Manage NOE and CAPA systems to ensure timely and compliant closure and response to both internal and external customers.
Lead investigations into undesirable trends and unplanned events, conducting root cause analysis and implementing effective CAPAs.
Enhance existing Quality Systems and contribute to the development of quality processes by implementing associated procedures and documentation.
Conduct and oversee regular audits and inspections of production processes and products.
Offer technical support for initiatives to improve product and process capability based on company and customer metrics.
Compile, maintain, and report Quality metrics as necessary.
Support internal and external compliance audits, providing defense of work to customers and regulatory agencies.
Assist in creating and reviewing Quality Agreements with input from Quality Management and Contracts.

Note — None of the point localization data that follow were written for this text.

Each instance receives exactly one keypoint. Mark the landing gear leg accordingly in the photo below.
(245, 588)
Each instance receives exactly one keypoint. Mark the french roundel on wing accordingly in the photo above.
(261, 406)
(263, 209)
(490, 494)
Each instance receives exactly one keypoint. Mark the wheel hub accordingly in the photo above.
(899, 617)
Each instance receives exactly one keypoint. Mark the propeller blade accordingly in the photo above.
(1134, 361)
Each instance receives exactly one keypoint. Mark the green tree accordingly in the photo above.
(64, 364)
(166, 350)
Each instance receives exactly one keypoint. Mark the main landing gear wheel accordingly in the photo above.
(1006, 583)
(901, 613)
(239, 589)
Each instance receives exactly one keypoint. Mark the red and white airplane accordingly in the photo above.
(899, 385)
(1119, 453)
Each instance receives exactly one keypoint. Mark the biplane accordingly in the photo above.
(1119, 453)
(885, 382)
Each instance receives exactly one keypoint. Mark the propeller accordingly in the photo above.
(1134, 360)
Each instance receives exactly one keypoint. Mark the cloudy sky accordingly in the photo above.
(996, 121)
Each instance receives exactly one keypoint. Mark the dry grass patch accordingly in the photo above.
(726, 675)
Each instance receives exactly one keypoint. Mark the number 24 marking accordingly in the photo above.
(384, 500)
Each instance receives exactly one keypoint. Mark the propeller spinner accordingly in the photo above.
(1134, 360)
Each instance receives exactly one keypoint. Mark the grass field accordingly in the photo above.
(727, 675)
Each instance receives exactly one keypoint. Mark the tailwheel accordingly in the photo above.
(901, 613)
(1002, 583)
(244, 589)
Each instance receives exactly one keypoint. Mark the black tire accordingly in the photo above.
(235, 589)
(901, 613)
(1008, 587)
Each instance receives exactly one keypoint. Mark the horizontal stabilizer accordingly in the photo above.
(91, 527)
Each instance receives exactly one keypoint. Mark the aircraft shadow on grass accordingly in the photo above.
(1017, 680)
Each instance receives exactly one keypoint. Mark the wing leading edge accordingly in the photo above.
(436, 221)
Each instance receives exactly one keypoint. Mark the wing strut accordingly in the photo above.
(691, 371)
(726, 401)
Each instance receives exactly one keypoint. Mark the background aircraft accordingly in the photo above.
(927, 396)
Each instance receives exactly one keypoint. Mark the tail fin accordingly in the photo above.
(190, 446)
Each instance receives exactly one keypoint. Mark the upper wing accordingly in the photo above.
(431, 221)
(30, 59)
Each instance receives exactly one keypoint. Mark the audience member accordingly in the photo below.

Continuously seek to improve processes and service quality for both internal and external customers.
Maintain a professional demeanor and appearance, representing the Company effectively.
Other duties as assigned.
Technical Skills Required
Strong technical acumen.
Up-to-date knowledge of FDA regulations and Good Manufacturing Practice (GMP) regulations.
Excellent communication skills, both oral and written.

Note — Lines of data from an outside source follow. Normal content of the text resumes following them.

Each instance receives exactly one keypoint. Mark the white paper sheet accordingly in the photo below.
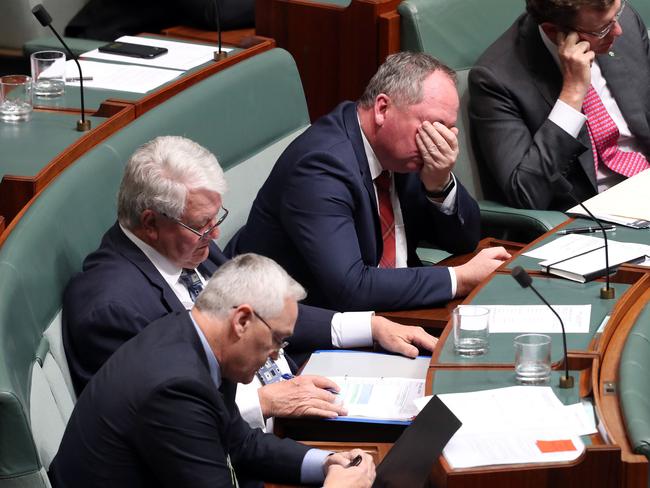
(537, 318)
(380, 398)
(503, 426)
(123, 77)
(180, 55)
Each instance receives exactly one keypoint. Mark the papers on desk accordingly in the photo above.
(180, 55)
(123, 77)
(537, 318)
(380, 398)
(518, 424)
(581, 258)
(373, 386)
(627, 199)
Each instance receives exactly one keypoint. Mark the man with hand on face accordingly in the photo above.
(155, 260)
(565, 91)
(351, 198)
(162, 412)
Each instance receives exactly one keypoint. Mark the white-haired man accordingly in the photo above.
(161, 411)
(155, 260)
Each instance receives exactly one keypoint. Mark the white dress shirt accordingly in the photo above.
(351, 329)
(571, 120)
(447, 206)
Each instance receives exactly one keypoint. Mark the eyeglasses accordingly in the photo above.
(206, 233)
(608, 28)
(280, 342)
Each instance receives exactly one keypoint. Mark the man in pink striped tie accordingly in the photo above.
(564, 92)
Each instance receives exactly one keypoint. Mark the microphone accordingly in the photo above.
(562, 184)
(524, 279)
(46, 21)
(218, 54)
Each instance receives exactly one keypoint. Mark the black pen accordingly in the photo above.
(356, 461)
(585, 230)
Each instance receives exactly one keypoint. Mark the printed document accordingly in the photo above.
(179, 55)
(537, 318)
(518, 424)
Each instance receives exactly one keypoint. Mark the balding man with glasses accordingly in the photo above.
(155, 261)
(564, 92)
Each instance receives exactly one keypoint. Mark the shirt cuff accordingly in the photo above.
(248, 402)
(448, 205)
(452, 277)
(352, 329)
(567, 118)
(311, 471)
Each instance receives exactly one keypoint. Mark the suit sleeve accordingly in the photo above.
(184, 433)
(318, 213)
(522, 160)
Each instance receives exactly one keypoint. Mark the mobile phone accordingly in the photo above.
(132, 50)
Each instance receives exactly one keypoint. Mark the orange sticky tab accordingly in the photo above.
(556, 446)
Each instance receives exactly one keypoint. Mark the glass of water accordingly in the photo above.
(533, 359)
(15, 98)
(48, 73)
(471, 329)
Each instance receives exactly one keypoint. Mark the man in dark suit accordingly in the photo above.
(171, 187)
(350, 199)
(535, 98)
(161, 411)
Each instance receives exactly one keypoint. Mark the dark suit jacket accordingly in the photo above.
(152, 416)
(513, 88)
(107, 20)
(119, 292)
(317, 216)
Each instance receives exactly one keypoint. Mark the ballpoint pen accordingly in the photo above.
(586, 230)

Proficiency in project management to coordinate multiple projects and meet tight deadlines.
Track record of managing audits and maintaining compliance with regulatory authorities.
Proficiency in Microsoft Office and quality management software; experience with SharePoint, M-Files, LIMS systems, and SAP is highly beneficial.

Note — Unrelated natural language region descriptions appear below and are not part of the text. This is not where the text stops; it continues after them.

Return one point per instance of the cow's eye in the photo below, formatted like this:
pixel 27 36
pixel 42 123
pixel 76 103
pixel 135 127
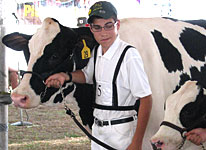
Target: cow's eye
pixel 53 57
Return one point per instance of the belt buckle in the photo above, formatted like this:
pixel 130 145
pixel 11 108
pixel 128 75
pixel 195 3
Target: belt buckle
pixel 99 123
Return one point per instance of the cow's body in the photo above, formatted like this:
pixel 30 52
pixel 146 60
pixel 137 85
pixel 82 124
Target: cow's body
pixel 161 43
pixel 185 109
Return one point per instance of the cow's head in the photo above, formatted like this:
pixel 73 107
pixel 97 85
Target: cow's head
pixel 184 109
pixel 53 48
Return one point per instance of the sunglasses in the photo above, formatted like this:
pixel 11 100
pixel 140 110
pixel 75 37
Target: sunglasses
pixel 107 27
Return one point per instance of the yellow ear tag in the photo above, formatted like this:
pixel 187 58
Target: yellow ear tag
pixel 85 51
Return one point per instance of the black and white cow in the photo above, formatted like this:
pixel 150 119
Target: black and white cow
pixel 185 110
pixel 172 51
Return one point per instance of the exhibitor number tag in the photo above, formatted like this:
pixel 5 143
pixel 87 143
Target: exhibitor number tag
pixel 86 53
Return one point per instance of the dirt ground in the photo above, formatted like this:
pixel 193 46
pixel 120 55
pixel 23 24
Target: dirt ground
pixel 52 129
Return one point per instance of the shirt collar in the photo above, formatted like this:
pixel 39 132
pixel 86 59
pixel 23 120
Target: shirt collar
pixel 111 51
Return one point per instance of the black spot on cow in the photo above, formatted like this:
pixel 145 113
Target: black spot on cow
pixel 18 42
pixel 183 78
pixel 191 115
pixel 170 55
pixel 194 43
pixel 195 75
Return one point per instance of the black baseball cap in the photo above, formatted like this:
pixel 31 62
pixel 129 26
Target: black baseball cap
pixel 102 9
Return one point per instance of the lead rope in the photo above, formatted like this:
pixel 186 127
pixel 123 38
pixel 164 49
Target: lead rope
pixel 72 115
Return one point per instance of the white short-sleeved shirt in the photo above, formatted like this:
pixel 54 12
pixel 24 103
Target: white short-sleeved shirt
pixel 132 82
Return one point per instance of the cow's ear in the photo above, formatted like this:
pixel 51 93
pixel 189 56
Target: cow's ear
pixel 16 41
pixel 83 50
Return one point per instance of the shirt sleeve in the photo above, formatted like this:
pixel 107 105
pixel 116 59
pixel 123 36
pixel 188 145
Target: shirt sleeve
pixel 88 70
pixel 137 77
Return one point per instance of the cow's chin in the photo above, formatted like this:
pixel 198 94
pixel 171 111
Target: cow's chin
pixel 22 101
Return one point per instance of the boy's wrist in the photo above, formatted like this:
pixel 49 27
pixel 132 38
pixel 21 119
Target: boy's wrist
pixel 69 79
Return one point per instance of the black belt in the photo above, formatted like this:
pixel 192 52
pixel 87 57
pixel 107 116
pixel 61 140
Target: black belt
pixel 102 123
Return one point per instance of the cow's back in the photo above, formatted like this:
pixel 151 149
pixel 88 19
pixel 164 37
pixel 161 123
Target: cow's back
pixel 146 35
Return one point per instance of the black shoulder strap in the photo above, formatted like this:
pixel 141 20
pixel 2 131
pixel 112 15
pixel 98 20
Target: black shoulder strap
pixel 94 79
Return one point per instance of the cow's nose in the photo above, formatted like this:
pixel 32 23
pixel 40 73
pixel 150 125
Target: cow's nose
pixel 157 145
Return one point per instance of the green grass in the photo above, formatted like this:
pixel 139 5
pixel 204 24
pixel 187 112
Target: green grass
pixel 52 130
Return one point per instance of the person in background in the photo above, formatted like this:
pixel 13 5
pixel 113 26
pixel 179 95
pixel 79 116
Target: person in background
pixel 13 78
pixel 196 136
pixel 116 122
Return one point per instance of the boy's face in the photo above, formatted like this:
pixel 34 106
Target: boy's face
pixel 105 31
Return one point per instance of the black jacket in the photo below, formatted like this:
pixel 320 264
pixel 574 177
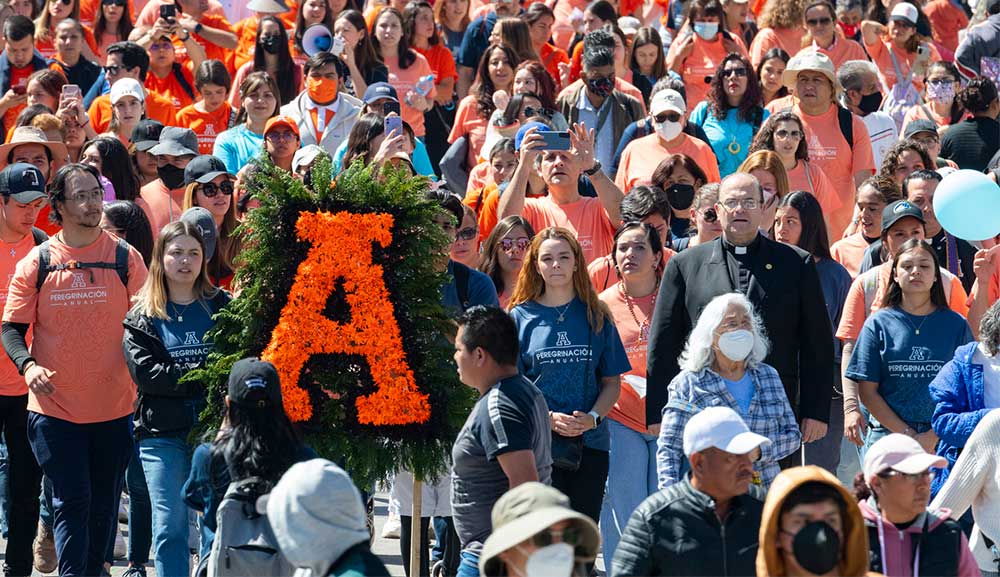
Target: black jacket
pixel 784 288
pixel 164 407
pixel 677 532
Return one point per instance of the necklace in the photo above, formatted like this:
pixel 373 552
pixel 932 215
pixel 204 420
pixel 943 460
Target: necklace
pixel 630 303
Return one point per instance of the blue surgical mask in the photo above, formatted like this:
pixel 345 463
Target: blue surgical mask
pixel 707 30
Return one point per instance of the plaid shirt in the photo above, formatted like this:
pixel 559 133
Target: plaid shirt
pixel 769 415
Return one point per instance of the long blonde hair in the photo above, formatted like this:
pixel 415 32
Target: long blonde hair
pixel 152 298
pixel 530 284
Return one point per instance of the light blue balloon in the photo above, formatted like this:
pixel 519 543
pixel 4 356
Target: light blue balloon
pixel 967 204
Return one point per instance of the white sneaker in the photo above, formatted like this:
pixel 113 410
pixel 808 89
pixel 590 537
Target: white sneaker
pixel 391 528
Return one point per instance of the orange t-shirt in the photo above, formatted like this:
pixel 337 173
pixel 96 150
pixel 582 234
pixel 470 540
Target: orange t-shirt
pixel 829 151
pixel 163 206
pixel 809 177
pixel 18 77
pixel 77 322
pixel 207 125
pixel 850 252
pixel 699 67
pixel 630 408
pixel 406 80
pixel 11 382
pixel 157 108
pixel 788 39
pixel 586 218
pixel 854 314
pixel 642 156
pixel 170 88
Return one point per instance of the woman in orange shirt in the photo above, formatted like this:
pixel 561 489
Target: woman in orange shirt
pixel 212 114
pixel 113 23
pixel 406 68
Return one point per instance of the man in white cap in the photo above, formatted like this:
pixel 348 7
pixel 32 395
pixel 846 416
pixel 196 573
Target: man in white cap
pixel 838 140
pixel 706 524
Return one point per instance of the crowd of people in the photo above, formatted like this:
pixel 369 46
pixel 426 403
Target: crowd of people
pixel 698 279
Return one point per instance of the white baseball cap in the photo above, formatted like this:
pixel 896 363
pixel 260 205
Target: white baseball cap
pixel 723 429
pixel 668 99
pixel 906 12
pixel 127 87
pixel 900 453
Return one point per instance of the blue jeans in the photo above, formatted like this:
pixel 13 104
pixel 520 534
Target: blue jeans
pixel 166 461
pixel 631 478
pixel 86 463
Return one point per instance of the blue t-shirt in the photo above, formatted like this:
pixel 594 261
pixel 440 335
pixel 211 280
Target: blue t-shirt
pixel 185 341
pixel 742 391
pixel 903 363
pixel 556 355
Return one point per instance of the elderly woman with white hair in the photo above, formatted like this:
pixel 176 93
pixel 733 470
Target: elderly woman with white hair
pixel 723 365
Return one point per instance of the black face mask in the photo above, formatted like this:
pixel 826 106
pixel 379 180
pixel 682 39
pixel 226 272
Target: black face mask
pixel 680 196
pixel 270 44
pixel 817 548
pixel 172 177
pixel 870 102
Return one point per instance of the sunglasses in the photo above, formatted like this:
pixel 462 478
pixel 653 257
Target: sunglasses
pixel 210 189
pixel 508 244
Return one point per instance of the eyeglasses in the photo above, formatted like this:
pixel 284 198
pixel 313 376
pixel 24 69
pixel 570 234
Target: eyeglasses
pixel 467 233
pixel 667 117
pixel 508 244
pixel 747 203
pixel 210 189
pixel 783 134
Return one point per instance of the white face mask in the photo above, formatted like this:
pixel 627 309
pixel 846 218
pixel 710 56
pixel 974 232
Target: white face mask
pixel 736 345
pixel 555 560
pixel 668 130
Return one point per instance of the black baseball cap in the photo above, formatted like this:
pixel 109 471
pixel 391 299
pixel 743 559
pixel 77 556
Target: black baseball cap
pixel 254 384
pixel 203 169
pixel 23 182
pixel 897 211
pixel 146 134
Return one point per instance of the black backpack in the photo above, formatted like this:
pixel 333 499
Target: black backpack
pixel 45 265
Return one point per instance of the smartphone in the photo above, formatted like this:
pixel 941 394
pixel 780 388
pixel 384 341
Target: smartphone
pixel 555 140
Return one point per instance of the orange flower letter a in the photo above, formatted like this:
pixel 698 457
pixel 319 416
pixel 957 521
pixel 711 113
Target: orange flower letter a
pixel 341 249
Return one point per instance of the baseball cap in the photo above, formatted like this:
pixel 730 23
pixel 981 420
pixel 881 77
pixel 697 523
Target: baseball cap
pixel 901 453
pixel 919 125
pixel 176 141
pixel 203 169
pixel 380 90
pixel 127 87
pixel 723 429
pixel 904 12
pixel 254 383
pixel 22 182
pixel 146 134
pixel 897 211
pixel 665 100
pixel 525 511
pixel 282 120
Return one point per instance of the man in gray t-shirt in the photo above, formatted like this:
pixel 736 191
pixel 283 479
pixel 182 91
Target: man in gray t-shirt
pixel 506 439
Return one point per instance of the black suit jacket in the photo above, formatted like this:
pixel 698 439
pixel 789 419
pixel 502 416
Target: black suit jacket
pixel 785 289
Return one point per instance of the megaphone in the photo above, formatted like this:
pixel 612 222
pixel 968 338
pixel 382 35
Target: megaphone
pixel 317 38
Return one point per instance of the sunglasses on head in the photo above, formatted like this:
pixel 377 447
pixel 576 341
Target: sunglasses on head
pixel 210 189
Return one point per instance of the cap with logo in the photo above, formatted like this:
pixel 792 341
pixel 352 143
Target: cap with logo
pixel 254 384
pixel 146 134
pixel 897 211
pixel 176 141
pixel 22 182
pixel 720 428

Ability to work independently and collaboratively, managing multiple priorities in a dynamic environment.
Strong analytical and problem-solving skills with sound decision-making abilities.
Detail-oriented with proven ability to prioritize tasks.
Ability to provide leadership for a small team of Quality Investigators.
Education And Experience Required
Bachelor’s degree in engineering or another STEAM field (Science, Technology, Engineering, Arts, Mathematics), or 3 years minimum experience in Quality Engineering or Engineering within the food, medical device, pharmaceutical, or cosmetic fields.
Understanding of quality system regulations, cGMP, and ISO standards.
Preferred experience in root cause analysis and CAPA development/implementation.
ASQ certification for CQM/OE, CQA, or CQE is desirable.
Physical Requirements
Must be able to climb stairs, stand for long periods of time and can bend.
Move, transport, and position up to 25 pounds.
Move about inside the production environment safely.
Drive to offsite locations for investigations or audits either internal or external.
While performing the duties of the job, the employee is frequently exposed to fumes or airborne particles, moving mechanical parts, and vibration if working in the production areas of the building.